Hu thanked Clinton for her efforts in promoting bilateral ties, the report said.

Her visit comes at a time when China has been asserting its sovereignty over some of the resource-rich islands in the vital South China Sea, even as Taiwan, the Philippines, Vietnam, Malaysia and Brunei also have overlapping claims. The United States, knowing the strategic sea lanes are vital for international commerce, is concerned about the rising territorial tensions and supports a multilateral format to resolve the issues.

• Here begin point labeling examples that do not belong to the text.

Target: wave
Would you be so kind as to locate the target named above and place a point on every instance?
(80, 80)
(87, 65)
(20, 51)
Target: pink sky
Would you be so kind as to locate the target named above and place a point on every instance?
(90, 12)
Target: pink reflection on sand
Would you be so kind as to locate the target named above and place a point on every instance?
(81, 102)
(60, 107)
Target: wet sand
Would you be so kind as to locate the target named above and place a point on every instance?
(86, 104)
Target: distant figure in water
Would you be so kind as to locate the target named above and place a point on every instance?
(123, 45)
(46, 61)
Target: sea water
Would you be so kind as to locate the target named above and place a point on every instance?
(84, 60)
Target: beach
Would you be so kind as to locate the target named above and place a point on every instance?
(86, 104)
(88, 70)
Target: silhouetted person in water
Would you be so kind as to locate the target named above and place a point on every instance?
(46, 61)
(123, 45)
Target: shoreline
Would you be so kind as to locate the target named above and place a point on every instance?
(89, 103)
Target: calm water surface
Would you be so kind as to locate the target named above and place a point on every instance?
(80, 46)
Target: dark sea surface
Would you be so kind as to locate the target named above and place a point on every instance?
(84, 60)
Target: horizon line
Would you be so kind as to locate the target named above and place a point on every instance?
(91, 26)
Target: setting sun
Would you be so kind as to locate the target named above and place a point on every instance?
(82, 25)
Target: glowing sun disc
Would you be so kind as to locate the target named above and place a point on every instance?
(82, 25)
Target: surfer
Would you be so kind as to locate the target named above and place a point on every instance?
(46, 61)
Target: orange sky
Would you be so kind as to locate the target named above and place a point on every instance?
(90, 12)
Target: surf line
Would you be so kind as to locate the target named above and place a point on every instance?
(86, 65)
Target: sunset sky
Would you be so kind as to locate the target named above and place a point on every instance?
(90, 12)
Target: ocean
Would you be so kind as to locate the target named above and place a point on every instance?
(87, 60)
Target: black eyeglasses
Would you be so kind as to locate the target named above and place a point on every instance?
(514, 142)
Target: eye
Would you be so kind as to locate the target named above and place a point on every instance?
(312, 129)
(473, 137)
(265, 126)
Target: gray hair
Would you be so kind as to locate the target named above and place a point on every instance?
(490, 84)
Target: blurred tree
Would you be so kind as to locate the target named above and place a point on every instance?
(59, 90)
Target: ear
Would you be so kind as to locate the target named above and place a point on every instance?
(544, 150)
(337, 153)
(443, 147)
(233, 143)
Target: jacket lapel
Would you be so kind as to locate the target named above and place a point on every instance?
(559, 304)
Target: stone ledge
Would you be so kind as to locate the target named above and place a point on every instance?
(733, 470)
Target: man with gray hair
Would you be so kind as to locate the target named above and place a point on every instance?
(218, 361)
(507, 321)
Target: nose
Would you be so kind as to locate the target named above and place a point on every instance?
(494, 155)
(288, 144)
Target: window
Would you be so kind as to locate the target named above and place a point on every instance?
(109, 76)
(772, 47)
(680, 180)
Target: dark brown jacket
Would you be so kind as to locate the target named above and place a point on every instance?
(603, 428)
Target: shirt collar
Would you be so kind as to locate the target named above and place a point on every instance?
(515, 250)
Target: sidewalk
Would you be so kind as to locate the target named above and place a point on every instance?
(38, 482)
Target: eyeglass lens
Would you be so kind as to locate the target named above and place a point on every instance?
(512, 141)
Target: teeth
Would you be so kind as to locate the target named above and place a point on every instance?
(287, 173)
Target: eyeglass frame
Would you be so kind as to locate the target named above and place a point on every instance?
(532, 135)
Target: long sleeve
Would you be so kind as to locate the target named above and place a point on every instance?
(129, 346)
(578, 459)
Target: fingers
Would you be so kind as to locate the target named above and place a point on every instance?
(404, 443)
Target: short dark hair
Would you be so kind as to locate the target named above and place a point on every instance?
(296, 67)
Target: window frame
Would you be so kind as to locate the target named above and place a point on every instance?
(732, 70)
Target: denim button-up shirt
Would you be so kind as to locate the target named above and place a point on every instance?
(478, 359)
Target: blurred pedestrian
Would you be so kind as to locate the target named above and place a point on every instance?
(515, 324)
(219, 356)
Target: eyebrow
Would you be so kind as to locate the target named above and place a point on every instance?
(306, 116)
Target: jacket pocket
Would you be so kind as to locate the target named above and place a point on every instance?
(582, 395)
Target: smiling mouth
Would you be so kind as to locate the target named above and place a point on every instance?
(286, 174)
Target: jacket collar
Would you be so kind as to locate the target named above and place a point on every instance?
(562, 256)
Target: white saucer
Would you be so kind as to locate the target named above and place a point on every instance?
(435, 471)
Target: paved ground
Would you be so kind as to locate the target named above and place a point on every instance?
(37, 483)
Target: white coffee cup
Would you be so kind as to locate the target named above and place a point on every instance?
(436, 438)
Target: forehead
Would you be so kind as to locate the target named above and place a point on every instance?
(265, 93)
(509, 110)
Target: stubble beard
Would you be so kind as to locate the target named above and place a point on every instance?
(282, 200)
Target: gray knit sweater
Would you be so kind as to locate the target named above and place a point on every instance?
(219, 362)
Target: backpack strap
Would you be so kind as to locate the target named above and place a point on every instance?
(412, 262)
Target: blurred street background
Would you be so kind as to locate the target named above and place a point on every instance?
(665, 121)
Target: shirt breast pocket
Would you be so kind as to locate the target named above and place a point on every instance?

Prior to arriving in China, Clinton made it clear in Indonesia the United States has a "national interest" in the maintenance of unimpeded, lawful commerce in the South China Sea and urged the Association of Southeast Asian Nations and China to work toward a code of conduct for settling the territorial disputes in the South China Sea. She also repeated the U.S. stand that while it does not take a position on the competing territorial claims, it wants the nations of the region to work together to resolve the disputes without intimidation, threats or use of force.

The official Chinese media has been extensively commenting on the Obama administration's pivot to Asia policy, claiming the main purpose of this policy shift is to maintain the U.S. dominance in the fastest-growing region amid heightened concerns about China's rise. These reports also have been saying under its new policy, the United States also has deployed troops in Australia, boosted military cooperation with Japan and strengthened military ties with some of the countries having territorial disputes with China.


A China Daily article Wednesday quoted analysts as cautioning Washington to stop "meddling" and understand China's legitimate territorial concerns. The report said Clinton's China visit won't achieve much if she focuses primarily on territorial disputes between China and its neighbors.

Earlier, Chinese Foreign Minister Yang Jiechi said his country and the United States have seen a healthy, steady development of ties that contributes to peace and stability of the Asia-Pacific region as well as the world, adding Beijing would enhance this partnership based on "mutual respect, mutual benefit and win-win cooperation."

Chinese Foreign Ministry spokesman Hong Lei said Tuesday China hoped the United States would abide by its promise of not taking sides on the territorial issues and "do more that is beneficial to regional peace and stability, and not the opposite."

In Washington, State Department spokesman Patrick Ventrell stressed the United States wants "a collaborative, diplomatic solution" to the sea issue.

"We don't take any particular position on various competing claims, but we want a collaborative diplomatic process that avoids coercion, and you know that the secretary has been clear about that," he said, the State Department said on its Web site.

China has been insisting on a bilateral approach to the sea issue, but critics say they fear such an approach would be used by Beijing to bring economic coercion on some of the countries.


In other developments, Voice of America quoted a senior U.S. State Department official as saying Xi Jinping, tipped to become China's next president succeeding Hu Jintao, had canceled a meeting with Clinton "for unexpected scheduling reasons."

The official said Xi's meetings with Singapore's prime minister and a Russian official also were canceled.